本の覚書

本と語学のはなし

Nadja


 André Breton『Nadja』(folio)を始める。
 参照する翻訳は、岩波文庫巖谷國士のもの。注釈だけで100ページ以上あるという充実ぶりだ。
 冒頭部分を書き抜いておく。

 Qui suis-je? Si par exception je m’en rapportais à un adage : en effet pourquoi tout ne reviendrait-il pas à savoir qui je « hante »? Je dois avouer que ce dernier mot m’égare, tendant à établir entre certains êtres et moi des rapports plus singuliers, moins évitables, plus troublants que je ne pensais. (p.9)

 私は誰か? めずらしく諺によるとしたら、これは結局、私が誰と「つきあっている」かを知りさえすればいい、ということになるはずではないか? じつをいうと、この「つきまとっている」ともとれる言葉にはとまどいをおぼえる。
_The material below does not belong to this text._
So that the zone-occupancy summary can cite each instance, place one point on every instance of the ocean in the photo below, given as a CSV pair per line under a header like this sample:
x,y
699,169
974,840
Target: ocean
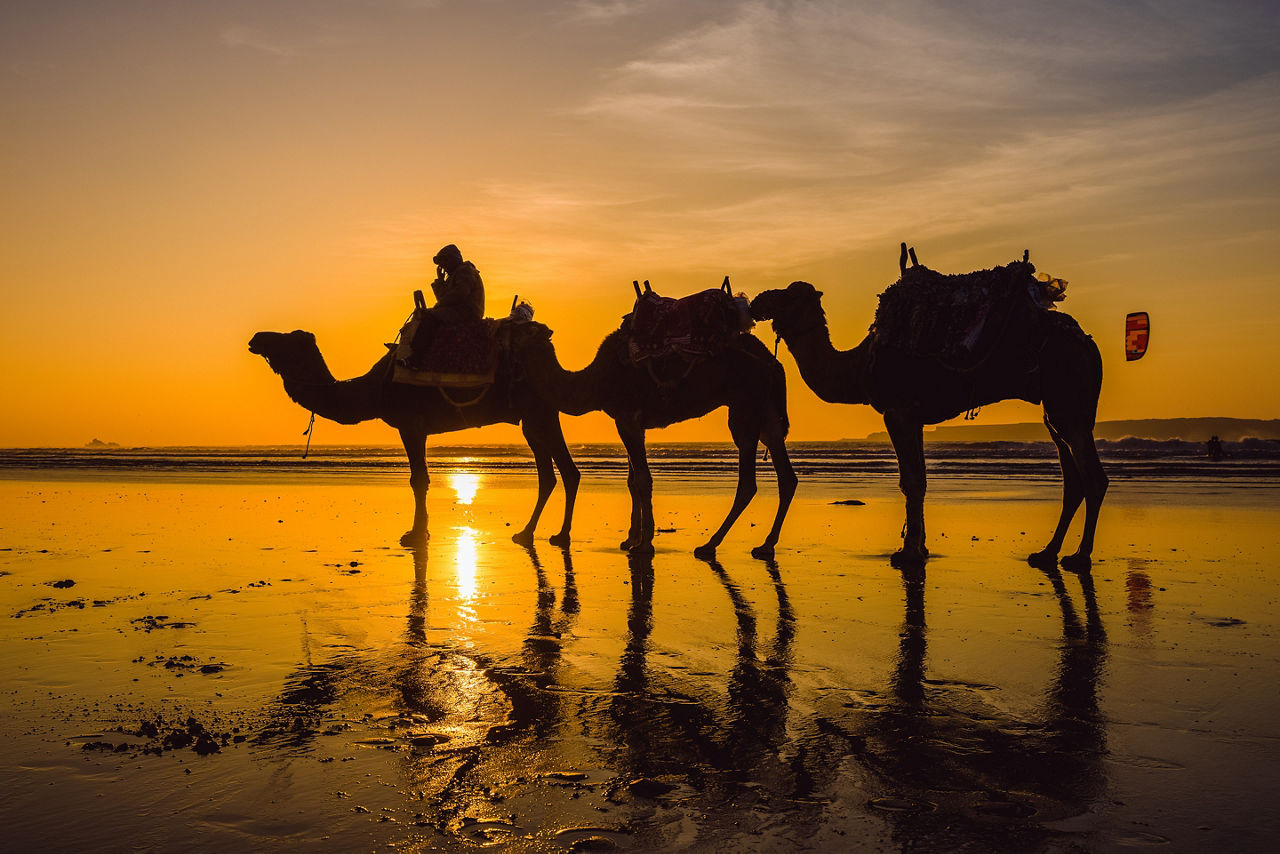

それはある人々と私とのあいだに、思いもよらなかったほど奇妙な、避けがたい、気がかりな関係をむすぼうとするからだ。(11頁)


 序文はかなり読みにくかった。翻訳を疑う箇所も一つあったくらい。本文に入ればまともなフランス語になるだろうと期待したのだが、どうだろう。まともの範疇には入るかもしれないが、読み進めるのは容易でないかもしれない。
 嫌になったらいつでもやめることにしよう。